MK: You’ve studied with Angela Carter and John Hawkes. How does what you learned from them show up in your writing?


RM: This would take weeks to answer properly! In brief, I think they gave more to me as people than as writers, though they gave plenty to me as writers. Perhaps the literary influence would have been more visible in days gone by. But it’s the mentoring that remains with me still. They both taught me how to love books and how to think about being part of that tradition of book culture. I miss them both too, however. There was a lot of love, I think, in those old workshop classes. Is there that kind of support and affirmation in workshops now? I’m not sure.


MK: Can you tell us something about the novel you’ve been working on most recently?


RM: It’s based on a dreadful horror film from the early sixties, and it’s very comic and very out of control. The influences are Pynchon, Vonnegut, Walker Percy, Richard Brautigan. It’s sort of an existentialist Vonnegut novel.


MK: In the blog of the National Book Critics Circle you wrote in support of book reviews. In that context you wrote that you are “widely regarded to have received one of the worst reviews ever written. (I won’t remind you if you didn’t read it or hear about it.)” Having read the review in question—I agree that its vitriol surpasses the better-known work by Francis Jeffrey writing about Wordsworth’s The Excursion, which begins, “This will never do.”


What was your attitude towards reviews before that one? Did this review influence the way you anticipate critical reception of your work?

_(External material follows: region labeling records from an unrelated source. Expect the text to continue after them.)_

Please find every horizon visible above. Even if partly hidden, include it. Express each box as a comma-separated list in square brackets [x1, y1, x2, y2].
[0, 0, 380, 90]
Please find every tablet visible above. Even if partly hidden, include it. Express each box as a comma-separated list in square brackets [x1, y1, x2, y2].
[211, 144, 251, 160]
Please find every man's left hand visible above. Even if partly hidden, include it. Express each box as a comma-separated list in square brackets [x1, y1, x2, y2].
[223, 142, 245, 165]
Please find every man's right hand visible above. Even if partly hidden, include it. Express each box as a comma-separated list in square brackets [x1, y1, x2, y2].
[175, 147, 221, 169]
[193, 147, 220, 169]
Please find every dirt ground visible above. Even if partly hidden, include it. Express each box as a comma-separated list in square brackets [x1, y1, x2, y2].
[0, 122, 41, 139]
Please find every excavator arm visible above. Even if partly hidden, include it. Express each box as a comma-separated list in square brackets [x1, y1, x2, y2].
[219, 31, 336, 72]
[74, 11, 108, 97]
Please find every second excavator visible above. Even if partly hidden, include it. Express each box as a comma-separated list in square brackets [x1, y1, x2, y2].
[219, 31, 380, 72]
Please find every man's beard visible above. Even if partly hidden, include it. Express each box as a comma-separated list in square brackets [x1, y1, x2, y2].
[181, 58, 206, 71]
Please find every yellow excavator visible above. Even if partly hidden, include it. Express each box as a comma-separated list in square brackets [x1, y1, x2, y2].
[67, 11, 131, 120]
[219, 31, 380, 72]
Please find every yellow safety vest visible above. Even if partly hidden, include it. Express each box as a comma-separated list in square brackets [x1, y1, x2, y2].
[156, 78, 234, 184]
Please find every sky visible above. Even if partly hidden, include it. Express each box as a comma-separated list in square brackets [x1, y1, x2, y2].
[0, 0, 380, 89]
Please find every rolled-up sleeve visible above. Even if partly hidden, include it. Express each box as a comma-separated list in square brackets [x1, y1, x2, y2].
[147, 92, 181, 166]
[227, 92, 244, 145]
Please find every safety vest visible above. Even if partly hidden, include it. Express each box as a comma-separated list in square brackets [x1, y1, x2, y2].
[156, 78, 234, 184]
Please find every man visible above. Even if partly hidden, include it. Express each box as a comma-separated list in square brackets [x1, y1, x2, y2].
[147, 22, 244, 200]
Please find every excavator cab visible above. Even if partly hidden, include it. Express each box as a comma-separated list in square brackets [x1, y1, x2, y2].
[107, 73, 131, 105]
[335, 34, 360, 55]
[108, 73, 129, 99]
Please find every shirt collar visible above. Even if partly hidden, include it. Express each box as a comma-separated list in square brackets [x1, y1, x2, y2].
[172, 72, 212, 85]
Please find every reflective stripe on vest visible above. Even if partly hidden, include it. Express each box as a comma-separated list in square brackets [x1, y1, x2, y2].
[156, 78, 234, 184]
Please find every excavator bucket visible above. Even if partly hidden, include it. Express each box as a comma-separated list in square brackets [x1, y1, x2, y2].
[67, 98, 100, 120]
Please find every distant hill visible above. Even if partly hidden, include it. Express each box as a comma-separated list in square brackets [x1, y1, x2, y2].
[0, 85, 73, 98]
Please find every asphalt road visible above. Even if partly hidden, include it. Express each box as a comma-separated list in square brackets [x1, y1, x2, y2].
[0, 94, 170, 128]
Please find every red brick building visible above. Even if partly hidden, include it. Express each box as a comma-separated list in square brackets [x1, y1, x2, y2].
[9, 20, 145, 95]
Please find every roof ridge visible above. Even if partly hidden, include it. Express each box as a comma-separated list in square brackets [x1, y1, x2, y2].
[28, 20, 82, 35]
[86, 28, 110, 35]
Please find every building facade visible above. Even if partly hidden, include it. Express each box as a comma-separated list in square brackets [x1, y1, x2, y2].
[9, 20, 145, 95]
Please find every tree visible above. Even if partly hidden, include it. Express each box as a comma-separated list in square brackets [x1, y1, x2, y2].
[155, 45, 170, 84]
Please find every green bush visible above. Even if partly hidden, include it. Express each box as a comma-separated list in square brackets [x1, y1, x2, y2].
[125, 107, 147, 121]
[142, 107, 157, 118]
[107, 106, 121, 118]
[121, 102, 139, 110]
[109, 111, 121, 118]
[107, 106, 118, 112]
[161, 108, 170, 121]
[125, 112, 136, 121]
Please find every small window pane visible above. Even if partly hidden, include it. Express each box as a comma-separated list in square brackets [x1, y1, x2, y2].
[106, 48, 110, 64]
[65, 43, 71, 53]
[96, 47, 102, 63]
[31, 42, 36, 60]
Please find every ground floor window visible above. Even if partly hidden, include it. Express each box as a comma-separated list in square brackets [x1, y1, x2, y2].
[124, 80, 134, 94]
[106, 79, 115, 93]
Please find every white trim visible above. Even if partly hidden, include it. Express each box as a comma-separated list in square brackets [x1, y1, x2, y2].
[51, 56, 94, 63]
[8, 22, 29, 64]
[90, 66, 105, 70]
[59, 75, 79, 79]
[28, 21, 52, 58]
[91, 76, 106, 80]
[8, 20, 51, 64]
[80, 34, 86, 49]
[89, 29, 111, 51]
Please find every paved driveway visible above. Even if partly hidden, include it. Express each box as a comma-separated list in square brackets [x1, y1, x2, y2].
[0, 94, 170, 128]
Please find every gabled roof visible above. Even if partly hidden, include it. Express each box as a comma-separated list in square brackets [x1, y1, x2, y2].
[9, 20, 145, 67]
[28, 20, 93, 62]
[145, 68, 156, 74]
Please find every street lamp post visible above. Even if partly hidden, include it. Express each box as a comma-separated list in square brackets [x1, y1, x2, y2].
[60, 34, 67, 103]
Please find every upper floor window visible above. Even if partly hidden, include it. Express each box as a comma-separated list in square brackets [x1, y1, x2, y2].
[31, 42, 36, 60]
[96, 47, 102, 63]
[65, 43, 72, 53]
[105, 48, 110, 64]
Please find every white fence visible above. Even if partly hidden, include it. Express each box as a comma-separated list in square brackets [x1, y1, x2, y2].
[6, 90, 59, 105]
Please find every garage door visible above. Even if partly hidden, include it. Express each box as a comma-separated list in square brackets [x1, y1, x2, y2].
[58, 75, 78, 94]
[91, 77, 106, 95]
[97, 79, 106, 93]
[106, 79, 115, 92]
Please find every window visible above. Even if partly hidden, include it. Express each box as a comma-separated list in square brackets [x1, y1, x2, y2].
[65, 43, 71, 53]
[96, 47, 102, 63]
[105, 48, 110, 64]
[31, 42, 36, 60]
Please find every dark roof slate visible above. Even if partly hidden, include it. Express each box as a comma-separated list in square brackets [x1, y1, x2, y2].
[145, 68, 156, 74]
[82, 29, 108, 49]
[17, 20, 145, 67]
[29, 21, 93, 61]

RM: I was well on my way to recoiling from the reviewing establishment even before the Dale Peck review. I didn’t much read my own reviews as it was. After the maelstrom that followed Peck’s review, I was resolved. Now I avoid reviews about myself entirely, and I read very few about anyone else. I read the NYROB and I read Bookforum, and that’s it. I don’t read The New Yorker, or Harper’s, or the Times Book Review. I’d rather die than read the Times Book Review. I’d rather read a book. Life gets in the way of book-reading as it is. Why add to the problem by reading these ephemeral periodicals?


MK: Thank you so much for taking the time to answer our questions so fully.